The same protein preparations were used for ECD and DLS measurements. ECD spectra were collected using a Jasco 815 spectrometer (Japan) in the 185–300 nm spectral range using a 0.02 cm cylindrical quartz cell. The experimental setup was as follows: 0.1 nm step resolution, 5 nm/min scanning speed, 16 s response time, and 1 nm spectral band width. After baseline correction, the spectra were expressed as molar ellipticity per residue θ (deg·cm2·dmol−1). If needed, samples were diluted in 10 mM Tris, 10 mM NaCl, 1 mM TCEP, pH 8. To collect ECD spectra with co-solvents, the samples were diluted to reach the final concentrations of 0.4 M GuHCl and 50% (v/v) TFE.

The ECD spectra of individual proteins were subjected to hierarchical cluster analysis using the Euclidean distance and Ward linkage algorithms in the MATLAB environment (MathWorks, USA).

One dimensional hydrogen NMR spectra were acquired at 25 °C on 850 MHz Bruker Avance III spectrometer equipped with a triple-resonance (15 N/13 C/1 H) cryoprobe. The sample volume was 0.35 ml.

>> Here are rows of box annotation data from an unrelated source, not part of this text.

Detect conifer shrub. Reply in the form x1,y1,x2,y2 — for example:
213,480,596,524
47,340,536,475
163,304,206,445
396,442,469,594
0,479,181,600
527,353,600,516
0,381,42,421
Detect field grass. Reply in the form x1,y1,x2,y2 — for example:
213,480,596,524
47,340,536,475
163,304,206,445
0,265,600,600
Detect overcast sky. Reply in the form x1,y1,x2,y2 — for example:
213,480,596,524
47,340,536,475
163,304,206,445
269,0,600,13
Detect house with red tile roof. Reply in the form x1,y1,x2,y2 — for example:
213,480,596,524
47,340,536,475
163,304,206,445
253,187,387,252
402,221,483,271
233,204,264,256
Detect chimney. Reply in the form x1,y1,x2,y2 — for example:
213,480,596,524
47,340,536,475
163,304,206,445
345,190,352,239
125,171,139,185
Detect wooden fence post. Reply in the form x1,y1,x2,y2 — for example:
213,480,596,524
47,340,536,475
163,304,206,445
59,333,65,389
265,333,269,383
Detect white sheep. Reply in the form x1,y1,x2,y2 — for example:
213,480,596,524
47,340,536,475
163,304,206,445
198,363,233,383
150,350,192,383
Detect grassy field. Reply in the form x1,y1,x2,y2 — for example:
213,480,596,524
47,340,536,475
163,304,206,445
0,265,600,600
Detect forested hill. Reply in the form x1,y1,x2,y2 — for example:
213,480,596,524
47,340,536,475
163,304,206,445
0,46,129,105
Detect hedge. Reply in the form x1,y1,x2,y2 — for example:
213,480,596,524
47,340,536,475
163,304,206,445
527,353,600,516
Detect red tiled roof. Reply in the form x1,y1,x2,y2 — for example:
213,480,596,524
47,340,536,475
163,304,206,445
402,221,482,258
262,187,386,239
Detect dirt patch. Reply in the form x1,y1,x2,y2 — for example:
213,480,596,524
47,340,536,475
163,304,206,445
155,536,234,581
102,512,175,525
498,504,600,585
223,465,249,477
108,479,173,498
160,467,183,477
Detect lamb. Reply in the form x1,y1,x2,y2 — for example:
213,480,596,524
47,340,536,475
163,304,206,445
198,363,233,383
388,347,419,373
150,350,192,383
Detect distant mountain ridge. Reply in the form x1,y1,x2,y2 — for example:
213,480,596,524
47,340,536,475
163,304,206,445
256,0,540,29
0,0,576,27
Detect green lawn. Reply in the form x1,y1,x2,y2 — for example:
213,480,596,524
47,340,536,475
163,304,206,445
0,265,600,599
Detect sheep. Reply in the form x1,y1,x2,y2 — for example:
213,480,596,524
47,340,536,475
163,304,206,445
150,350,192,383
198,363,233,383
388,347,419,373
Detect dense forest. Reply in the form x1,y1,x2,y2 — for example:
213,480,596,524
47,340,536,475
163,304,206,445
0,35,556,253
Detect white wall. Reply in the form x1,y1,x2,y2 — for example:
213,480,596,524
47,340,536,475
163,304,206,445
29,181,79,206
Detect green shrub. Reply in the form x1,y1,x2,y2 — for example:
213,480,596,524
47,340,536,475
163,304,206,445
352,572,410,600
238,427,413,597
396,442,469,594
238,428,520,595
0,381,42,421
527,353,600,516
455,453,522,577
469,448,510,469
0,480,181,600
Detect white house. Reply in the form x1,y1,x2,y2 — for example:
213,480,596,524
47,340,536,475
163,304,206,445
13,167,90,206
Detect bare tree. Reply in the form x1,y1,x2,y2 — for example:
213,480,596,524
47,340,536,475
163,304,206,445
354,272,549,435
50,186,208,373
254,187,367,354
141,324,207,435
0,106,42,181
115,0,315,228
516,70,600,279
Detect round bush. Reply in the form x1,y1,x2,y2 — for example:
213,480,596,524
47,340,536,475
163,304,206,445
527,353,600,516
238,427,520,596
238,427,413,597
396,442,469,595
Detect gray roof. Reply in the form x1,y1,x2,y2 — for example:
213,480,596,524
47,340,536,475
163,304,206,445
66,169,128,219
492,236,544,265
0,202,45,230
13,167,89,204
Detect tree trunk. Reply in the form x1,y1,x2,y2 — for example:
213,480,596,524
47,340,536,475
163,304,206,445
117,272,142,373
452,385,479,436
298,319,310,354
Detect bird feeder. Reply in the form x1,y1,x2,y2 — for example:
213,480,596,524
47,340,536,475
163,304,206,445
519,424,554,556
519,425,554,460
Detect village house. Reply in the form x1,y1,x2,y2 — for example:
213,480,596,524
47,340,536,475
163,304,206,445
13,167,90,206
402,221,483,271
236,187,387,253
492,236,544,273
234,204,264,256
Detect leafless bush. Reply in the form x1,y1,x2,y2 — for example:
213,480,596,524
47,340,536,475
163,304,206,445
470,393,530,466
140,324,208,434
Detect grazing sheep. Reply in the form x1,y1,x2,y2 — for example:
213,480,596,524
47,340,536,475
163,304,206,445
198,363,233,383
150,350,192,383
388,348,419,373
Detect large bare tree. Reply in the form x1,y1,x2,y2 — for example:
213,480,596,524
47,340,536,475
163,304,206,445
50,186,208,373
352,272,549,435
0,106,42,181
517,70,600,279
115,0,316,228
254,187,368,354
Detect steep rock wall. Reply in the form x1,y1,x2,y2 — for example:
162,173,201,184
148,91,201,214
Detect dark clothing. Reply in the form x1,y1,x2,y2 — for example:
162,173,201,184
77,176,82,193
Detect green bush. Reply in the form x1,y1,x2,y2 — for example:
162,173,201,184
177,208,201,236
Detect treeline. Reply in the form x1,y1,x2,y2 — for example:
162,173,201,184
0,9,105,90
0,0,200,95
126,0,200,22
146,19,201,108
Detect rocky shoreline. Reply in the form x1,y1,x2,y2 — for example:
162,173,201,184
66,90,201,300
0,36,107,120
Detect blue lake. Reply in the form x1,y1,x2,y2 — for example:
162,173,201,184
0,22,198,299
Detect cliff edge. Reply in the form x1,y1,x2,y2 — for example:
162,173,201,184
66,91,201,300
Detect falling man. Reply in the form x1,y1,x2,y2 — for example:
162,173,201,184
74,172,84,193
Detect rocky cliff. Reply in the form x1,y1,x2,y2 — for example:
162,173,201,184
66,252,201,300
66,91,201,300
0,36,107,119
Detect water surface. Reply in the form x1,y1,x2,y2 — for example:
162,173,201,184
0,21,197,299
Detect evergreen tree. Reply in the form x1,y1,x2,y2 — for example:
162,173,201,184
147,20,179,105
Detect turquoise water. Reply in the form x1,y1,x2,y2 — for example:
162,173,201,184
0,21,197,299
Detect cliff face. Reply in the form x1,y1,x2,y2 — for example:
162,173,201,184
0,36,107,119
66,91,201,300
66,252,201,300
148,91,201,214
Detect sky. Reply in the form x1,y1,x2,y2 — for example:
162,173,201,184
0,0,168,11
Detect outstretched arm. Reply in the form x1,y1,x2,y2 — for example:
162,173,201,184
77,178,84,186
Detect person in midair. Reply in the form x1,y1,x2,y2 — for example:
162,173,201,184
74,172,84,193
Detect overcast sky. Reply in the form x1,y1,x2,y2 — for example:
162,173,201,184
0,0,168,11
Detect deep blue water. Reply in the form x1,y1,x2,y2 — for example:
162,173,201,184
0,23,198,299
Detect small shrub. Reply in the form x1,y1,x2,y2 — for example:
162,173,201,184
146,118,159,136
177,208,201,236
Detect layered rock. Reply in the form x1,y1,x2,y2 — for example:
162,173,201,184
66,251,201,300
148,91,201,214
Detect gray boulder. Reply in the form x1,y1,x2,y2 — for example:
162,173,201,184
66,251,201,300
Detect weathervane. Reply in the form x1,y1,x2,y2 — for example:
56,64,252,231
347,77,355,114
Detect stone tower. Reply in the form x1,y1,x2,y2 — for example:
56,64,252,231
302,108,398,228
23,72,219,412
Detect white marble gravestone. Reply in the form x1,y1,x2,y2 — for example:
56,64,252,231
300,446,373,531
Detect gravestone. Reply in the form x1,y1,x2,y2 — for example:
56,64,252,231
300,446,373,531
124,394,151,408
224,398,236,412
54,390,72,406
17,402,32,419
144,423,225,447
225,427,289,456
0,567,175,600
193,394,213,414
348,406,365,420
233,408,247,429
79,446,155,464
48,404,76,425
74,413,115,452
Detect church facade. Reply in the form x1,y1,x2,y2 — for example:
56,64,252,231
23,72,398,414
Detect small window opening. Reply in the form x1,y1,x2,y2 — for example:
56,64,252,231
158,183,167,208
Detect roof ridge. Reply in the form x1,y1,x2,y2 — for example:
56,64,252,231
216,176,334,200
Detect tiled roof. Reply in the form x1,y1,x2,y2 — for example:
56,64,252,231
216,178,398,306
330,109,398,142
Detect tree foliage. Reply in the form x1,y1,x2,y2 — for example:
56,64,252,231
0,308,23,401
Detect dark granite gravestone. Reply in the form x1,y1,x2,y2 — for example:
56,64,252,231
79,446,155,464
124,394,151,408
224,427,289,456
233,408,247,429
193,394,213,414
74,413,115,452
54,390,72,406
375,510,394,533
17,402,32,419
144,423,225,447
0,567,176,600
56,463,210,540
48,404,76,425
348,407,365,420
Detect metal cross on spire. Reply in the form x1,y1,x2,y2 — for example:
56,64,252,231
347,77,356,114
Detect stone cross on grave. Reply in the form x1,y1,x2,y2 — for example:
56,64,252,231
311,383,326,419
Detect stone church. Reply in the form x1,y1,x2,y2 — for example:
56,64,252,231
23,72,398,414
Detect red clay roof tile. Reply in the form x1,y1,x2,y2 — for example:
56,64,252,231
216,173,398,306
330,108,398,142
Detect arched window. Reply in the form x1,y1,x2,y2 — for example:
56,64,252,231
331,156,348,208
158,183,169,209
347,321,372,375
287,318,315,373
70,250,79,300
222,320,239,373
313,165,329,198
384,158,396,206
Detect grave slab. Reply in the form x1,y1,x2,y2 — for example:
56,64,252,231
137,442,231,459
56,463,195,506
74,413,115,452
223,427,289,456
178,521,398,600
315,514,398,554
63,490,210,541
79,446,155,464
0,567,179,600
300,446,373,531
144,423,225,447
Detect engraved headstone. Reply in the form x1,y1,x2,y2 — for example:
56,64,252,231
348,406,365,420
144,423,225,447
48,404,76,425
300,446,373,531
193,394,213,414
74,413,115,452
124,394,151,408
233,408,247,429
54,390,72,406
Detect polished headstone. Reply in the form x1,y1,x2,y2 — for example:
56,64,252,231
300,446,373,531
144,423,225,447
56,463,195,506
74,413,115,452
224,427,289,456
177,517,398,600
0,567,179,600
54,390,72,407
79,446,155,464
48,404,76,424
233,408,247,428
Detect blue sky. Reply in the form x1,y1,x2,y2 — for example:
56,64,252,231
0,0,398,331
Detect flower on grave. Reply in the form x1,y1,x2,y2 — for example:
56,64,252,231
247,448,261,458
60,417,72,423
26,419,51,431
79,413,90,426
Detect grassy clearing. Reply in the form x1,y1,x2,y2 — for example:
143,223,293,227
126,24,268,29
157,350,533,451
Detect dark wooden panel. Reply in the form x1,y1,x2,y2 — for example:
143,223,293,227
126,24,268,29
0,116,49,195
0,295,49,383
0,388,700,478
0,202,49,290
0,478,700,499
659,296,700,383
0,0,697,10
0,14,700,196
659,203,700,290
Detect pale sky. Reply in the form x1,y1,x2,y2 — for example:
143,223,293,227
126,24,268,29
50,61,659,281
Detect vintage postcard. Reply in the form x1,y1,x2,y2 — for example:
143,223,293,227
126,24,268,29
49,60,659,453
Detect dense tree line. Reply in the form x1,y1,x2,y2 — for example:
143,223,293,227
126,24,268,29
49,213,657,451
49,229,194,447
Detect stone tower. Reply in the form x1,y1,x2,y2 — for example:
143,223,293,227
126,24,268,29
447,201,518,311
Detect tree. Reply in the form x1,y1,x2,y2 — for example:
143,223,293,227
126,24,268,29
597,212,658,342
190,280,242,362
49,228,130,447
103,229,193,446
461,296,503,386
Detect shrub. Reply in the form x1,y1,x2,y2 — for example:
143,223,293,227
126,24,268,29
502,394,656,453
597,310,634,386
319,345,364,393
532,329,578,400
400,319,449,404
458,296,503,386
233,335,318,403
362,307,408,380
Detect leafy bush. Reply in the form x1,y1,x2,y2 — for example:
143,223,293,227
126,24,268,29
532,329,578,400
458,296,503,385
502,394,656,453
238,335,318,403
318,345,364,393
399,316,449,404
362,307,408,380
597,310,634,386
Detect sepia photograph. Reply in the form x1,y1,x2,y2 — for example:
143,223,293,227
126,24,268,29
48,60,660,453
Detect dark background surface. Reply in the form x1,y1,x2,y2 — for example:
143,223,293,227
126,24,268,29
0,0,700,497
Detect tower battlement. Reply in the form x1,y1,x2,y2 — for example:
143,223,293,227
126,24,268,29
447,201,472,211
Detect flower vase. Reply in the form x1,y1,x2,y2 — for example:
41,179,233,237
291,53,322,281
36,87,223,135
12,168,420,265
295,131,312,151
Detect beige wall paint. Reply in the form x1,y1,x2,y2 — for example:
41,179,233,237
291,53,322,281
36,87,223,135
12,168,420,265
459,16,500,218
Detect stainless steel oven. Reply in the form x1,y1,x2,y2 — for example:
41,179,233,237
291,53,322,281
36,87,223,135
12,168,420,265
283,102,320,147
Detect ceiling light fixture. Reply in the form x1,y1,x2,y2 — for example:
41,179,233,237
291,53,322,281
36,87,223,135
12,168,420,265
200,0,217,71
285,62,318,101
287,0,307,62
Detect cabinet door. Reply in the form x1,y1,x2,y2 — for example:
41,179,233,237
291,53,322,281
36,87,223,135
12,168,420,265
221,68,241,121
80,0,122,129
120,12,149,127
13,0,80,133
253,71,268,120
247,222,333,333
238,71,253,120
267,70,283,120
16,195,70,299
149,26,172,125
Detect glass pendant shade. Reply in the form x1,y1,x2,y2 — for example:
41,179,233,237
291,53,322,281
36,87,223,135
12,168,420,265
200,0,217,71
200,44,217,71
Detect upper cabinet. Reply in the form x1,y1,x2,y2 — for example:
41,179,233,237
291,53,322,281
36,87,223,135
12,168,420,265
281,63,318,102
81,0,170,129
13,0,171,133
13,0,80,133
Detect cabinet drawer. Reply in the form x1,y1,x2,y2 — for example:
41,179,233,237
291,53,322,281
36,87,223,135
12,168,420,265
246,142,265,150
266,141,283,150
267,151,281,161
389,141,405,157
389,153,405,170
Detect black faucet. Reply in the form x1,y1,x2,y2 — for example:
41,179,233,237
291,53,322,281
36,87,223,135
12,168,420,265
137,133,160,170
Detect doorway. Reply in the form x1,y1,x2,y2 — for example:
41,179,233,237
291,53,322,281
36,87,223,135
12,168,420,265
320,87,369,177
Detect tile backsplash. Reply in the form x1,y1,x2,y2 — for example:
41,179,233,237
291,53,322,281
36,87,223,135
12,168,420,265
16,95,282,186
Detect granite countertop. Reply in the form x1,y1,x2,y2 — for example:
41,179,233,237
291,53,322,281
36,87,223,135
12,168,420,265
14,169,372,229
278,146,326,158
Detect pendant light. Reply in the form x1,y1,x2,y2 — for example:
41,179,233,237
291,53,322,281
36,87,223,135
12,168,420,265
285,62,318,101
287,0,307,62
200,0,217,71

Prior to DLS measurement, the protein samples were centrifuged at 20,000 × g for 30 min at 4 °C. To completely remove dust particles, the samples were immediately filtered using 0.1 μm Ultrafree®-MC centrifugation filters (Millipore, USA). The measurements were performed at 20 °C using a Zetasizer Nano ZS instrument (Malvern Instruments, Great Britain) equipped with an internal 633 nm He-Ne laser. Proteins were measured in a 3 × 3 mm quartz cuvette (internal volume of 40 μL). The results were processed using the original Zetasizer 6.2 Malvern Instruments software (Great Britain).